Hmm. I wonder if that sign was in the Baker's Dairy truck that used to deliver our milk in the 1950s in Moline, Illinois. The milkman, Bill something or other, had had the route for ages, and he sometimes allowed a couple of us kids to ride to the end of the block with him. The milk was cooled with ice, and he would chip off a piece for us in the summer. The truck looked a lot like this one.
Is that a Sealtest Butter ration card we see above the window? I understand that butter was rationed in 1943 - not that I am old enough to know.
[It's not a ration card, but it does show the "consumer point value" of a pound of butter. - Dave]
Gas Motor/Generator and Electric motor on the rear axle.

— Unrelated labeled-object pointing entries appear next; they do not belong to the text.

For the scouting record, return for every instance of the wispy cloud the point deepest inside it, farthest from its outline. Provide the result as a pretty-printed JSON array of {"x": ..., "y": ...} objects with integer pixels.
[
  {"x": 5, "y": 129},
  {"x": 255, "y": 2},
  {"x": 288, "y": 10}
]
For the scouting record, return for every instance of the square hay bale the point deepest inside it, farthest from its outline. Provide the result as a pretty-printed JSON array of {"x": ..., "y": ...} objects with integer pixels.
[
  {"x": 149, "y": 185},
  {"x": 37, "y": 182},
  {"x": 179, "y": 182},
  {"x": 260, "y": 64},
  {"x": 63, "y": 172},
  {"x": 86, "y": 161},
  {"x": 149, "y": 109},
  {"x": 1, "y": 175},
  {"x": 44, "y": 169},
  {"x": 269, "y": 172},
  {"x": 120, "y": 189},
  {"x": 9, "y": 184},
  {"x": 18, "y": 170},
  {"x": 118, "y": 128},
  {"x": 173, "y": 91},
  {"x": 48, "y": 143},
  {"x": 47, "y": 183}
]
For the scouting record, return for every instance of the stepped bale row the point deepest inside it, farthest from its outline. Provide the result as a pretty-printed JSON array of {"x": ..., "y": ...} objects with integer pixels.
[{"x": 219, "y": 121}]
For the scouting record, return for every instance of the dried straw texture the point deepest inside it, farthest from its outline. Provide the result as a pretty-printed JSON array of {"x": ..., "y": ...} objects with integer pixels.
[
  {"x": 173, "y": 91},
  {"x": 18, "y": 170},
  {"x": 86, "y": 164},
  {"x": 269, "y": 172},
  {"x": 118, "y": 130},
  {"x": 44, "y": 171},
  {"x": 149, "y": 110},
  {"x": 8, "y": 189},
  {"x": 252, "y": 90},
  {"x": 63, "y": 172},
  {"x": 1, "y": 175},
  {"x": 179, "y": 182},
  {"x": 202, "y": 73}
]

Just like a train locomotive. The giveaway is the wood roof (canvas outside) The Divco Twin while still having a trolley/street car cab, also had a metal roof. Based on personal experience driving a Divco with a stand-up clutch/brake system, the Walker Electric was likely much easier to master. Not that the Divco was hard, you just had to get you head around balancing and driving with one foot and very different throttle/gas pedal.
[The van Mrs. Joyce is driving would seem to be purely electric -- there's no radiator grille. - Dave]
This looks like a Walker electric truck.
That vehicle is to ergonomics what Picasso's "The Weeping Woman" is to beauty.
That plaque over your head is unambiguous, if my old eyes are reading it correctly:
It looks like she is driving a back porch around the neighborhood.
I'd hate to be in one of those during a collision.